ANTIBODY IDENTIFICATION

General Information

HLAB/HOL Code: BD
UPHSM LIS Test #: 109
Schedule: Daily
Testing Time: 1 day
Testing Lab: UP Health System-Marquette

Specimen Info
Only 1 specimen type required, unless otherwise specified

Volume: 10.0 mL of EDTA whole blood
Temperature:
Tube Type: 2 Lavender or Pink Top tubes
Collection Info:
NOTE:
Please send a copy of the physician order with the specimen. Prenatal  specimens from Rh Negative women must include information about when they last received Rh Immune Globulin.
Specimen MUST be labeled with:
     1.  Patient full name (no abbreviations)
     2.  Patient identification number - MGH Medical Record # if known, patient's birthdate or Soc. Sec. #
     3.  Date specimen was drawn
     4.  Phlebotomist ID
IF THE PATIENT'S NAME IS MISSPELLED ON THE SPECIMEN TUBE, OR IF THERE IS NOT AN IDENTIFICATION NUMBER ON THE TUBE, IT WILL NOT BE ACCEPTABLE FOR USE.  (These items cannot be changed or added once the specimenhas left the patient's side)
Volume: 7 mL of serum and clot
Temperature:
Tube Type: 1 Red Top (Plain)
Collection Info:
SST TUBE IS NOT ACCEPTABLE
Separate cells from serum and send serum and clot in separate vials.

NOTE:
Please send a copy of the physician order with the specimen. Prenatal specimens from Rh Negative women must include information about when they last received Rh Immune Globulin.
See above for specimen labeling requirements.

Methods

Manual

Performed on most positive IgG direct and indirect Coombs specimens that are encountered or on request.
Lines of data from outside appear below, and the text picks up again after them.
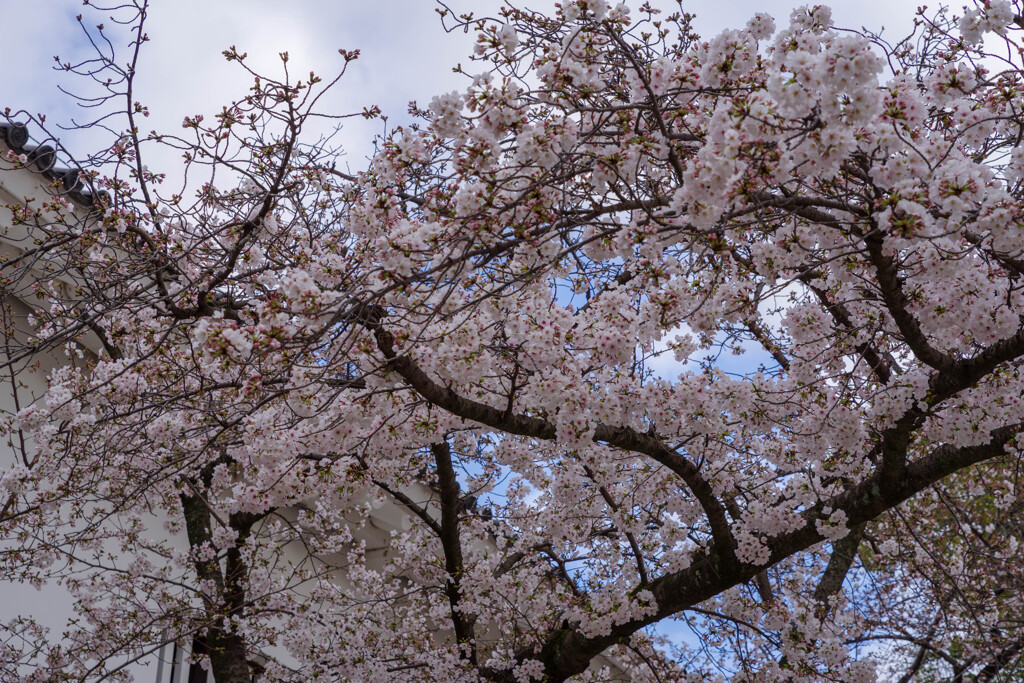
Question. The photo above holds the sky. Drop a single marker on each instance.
(406, 53)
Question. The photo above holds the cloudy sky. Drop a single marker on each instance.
(406, 52)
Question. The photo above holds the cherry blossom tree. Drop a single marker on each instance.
(518, 326)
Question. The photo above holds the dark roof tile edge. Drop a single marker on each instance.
(43, 159)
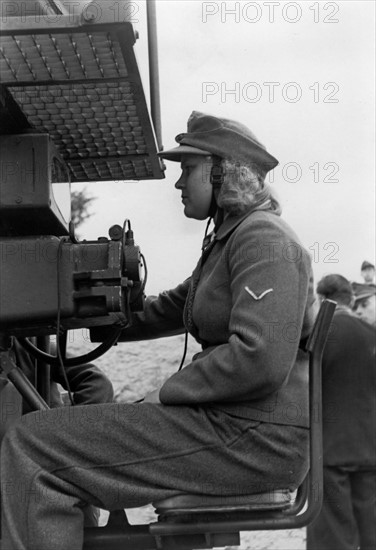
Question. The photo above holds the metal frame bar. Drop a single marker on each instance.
(155, 105)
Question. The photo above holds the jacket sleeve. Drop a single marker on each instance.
(269, 279)
(162, 316)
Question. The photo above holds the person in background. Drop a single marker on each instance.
(347, 520)
(367, 271)
(87, 384)
(220, 425)
(365, 302)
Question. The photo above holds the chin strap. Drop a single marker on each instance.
(216, 179)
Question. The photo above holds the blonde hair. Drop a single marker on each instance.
(243, 189)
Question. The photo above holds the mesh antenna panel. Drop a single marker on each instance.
(72, 73)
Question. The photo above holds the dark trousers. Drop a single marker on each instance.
(347, 520)
(117, 456)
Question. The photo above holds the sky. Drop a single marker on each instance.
(301, 76)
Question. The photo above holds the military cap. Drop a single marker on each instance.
(225, 138)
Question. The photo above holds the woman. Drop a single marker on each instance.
(234, 420)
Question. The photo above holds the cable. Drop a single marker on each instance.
(58, 318)
(184, 351)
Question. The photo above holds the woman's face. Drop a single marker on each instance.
(194, 184)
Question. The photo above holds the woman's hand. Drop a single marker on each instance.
(152, 397)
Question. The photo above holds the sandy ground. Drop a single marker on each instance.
(139, 367)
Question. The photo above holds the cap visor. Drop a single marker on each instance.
(176, 153)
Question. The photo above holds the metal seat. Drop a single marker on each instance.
(191, 521)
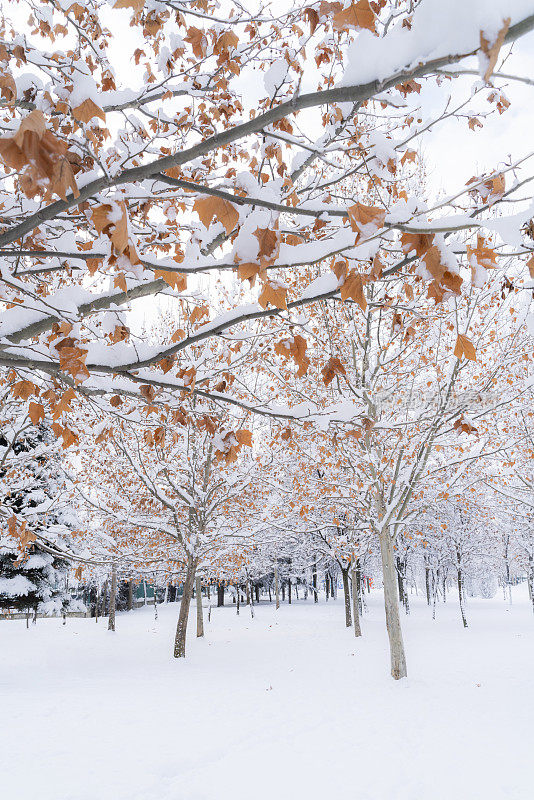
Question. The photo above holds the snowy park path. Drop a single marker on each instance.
(289, 704)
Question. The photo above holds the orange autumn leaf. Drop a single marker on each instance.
(8, 88)
(176, 280)
(23, 389)
(36, 413)
(465, 347)
(273, 294)
(332, 368)
(353, 289)
(358, 15)
(209, 208)
(363, 217)
(135, 5)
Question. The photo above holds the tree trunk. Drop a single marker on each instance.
(530, 580)
(200, 620)
(112, 598)
(461, 596)
(346, 592)
(355, 601)
(427, 585)
(391, 604)
(183, 616)
(220, 595)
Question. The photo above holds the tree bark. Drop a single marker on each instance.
(346, 593)
(200, 620)
(461, 596)
(220, 595)
(355, 601)
(391, 604)
(112, 598)
(181, 628)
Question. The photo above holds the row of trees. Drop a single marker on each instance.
(333, 351)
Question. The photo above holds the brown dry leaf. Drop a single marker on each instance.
(474, 123)
(432, 261)
(332, 368)
(484, 255)
(353, 289)
(273, 294)
(136, 5)
(296, 349)
(361, 216)
(244, 437)
(36, 413)
(197, 39)
(465, 347)
(209, 207)
(492, 51)
(198, 313)
(269, 241)
(8, 88)
(408, 155)
(176, 280)
(87, 110)
(34, 123)
(249, 272)
(225, 42)
(23, 389)
(358, 15)
(313, 18)
(420, 242)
Antibodies identified during prenatal testing and known to cause hemolytic disease of the newborn will be titered. May also include ABO, Rh type, and direct antiglobulin test.

CPT Codes

86870

* The CPT codes provided are based on AMA guidelines and are for informational purposes only. CPT coding
is the sole responsibility of the billing party. Please direct any questions regarding coding to the payer being billed.